Perhaps one effect of the Lineker lunacy will be to remind those who have doubts just how important the BBC is to the nation.

We were given a good idea of what life would be like without it over the weekend – a lesser, rather silly looking country.

For one thing, most of the best reporting on this was done by the BBC itself. No other news organisation could possibly cover a story that close to home in the same way.

The Sun reporting on the phone hacking scandal would be a joke, just for example.

The Daily Mail looking at the ins and outs of its own private surveillance case? Forget it.

While the sport was affected, the brilliance of the BBC in ways large and small otherwise continued.

When you pay attention there are nuggets of excellence everywhere. All sorts of issues that no one else would bother to report get proper treatment.

The Mail and NewsCorp imagine they want to see the BBC dismantled, but they are fooling themselves.

They rely on its resources as a starting point for much of their news and as a place for talent to develop before they hire it.

A weaker BBC would diminish The Mail as much as anything – it would have one less thing to get dementedly angry about, for one thing.

The BBC offers a news anchor, having established at least some facts that are without dispute. Left entirely to create their own reality, just how crazy could the papers get?

The problems are not over for the BBC. One radio presenter said: “What you are watching is the pent-up anger of an entire organisation, channelling through this incident.”

It will be interesting to see how badly coverage of the budget on Wednesday is hampered.

Like the papers, the PR trade might think it can fill the gaps left by a weaker BBC with its own content. But it just can’t.

An excellent account of all this in The Sunday Times notes that director general Tim Davie is a PR man himself, a marketing guy really, rather than a hack. And that was perhaps the source of the trouble.

Lineker thought the whole issue was over, tweeting on Thursday that this “ridiculously out of proportion story seems to be abating”.

It was running out of steam until Davie ramped the whole thing up again.

“This is the problem of him not understanding the news cycle,” one source told The Times.

In other words, the man in charge of the news doesn’t understand the news. He is in the wrong job.

Press release of the day

If we are heading into recession, it is one like no other says this from the Robert Half Jobs Confidence Index.

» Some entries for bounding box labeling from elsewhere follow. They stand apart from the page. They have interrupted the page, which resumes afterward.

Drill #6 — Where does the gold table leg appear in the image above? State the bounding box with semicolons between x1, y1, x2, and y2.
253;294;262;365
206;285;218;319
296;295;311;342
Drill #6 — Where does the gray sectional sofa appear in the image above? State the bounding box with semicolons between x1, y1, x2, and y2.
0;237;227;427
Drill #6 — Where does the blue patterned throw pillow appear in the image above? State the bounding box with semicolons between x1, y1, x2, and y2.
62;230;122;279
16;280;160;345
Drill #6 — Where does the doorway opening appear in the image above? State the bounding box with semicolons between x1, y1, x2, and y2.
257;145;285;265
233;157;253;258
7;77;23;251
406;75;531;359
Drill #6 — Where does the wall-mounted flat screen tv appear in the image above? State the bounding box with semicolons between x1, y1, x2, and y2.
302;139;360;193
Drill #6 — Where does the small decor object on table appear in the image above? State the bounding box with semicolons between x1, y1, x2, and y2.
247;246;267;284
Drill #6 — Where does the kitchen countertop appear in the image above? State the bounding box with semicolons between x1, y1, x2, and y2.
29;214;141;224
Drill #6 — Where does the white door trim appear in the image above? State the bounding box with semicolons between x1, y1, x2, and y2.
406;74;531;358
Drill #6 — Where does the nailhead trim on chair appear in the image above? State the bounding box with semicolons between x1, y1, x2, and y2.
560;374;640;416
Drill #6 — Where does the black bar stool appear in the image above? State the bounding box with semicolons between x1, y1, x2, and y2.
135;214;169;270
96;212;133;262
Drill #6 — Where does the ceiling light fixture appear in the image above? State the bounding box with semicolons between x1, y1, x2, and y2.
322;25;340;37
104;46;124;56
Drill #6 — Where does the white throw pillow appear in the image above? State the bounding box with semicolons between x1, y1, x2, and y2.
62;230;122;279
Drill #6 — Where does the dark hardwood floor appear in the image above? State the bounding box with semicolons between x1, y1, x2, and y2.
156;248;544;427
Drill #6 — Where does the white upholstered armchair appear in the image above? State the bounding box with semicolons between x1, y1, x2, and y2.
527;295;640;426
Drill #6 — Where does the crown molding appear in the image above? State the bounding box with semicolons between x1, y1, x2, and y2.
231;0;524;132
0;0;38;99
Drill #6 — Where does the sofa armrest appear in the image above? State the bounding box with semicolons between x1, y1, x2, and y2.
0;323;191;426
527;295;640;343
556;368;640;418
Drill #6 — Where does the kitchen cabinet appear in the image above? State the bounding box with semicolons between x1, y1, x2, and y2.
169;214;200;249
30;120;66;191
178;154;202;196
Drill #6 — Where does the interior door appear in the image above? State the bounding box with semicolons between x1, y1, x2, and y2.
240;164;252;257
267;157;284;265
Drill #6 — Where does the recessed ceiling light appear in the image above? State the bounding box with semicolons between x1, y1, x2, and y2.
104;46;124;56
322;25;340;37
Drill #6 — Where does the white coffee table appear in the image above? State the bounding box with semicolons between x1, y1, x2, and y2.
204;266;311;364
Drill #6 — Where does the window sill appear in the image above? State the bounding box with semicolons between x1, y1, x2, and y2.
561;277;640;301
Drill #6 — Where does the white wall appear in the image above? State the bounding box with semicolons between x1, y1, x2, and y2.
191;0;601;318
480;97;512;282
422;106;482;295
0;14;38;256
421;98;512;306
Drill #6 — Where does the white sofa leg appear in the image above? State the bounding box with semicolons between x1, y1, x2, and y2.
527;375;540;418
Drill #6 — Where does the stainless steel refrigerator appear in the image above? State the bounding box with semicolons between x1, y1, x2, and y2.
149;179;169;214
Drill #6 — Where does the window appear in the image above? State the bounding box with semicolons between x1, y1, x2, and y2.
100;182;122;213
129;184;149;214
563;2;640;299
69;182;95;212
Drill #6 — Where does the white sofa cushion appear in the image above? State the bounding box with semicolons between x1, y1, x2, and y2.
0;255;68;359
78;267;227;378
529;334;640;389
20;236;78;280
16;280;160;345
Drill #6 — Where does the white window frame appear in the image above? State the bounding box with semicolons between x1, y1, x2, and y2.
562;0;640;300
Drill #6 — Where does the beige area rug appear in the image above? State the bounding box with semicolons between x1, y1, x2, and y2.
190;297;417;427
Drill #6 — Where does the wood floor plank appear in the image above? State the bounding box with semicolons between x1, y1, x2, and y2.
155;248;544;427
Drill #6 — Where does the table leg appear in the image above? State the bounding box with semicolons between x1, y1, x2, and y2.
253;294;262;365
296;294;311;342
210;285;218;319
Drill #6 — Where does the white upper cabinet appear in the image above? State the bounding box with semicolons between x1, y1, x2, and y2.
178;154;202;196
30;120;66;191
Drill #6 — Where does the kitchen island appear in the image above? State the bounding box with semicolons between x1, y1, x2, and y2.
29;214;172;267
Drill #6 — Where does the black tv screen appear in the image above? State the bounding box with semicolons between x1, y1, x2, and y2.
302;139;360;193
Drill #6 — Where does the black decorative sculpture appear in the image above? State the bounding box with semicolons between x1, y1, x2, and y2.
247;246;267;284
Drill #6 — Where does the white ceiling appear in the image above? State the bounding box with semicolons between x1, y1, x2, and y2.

Matt Weston says: “There’s no shying away from the fact that the UK economy is facing challenges ahead, however our Job Confidence Index doesn’t paint the picture of labour confidence doom and gloom that one may expect as we head towards a recession.”

Stories that will keep rolling

1) Will the SVB collapse force the US Fed to slow down rate rises?

2) Who has coped with the trading slowdown best, ICAP or Close Brothers?

3) Is the gap between pay and inflation getting any smaller?

4)  Are people trading down at Virgin Wines?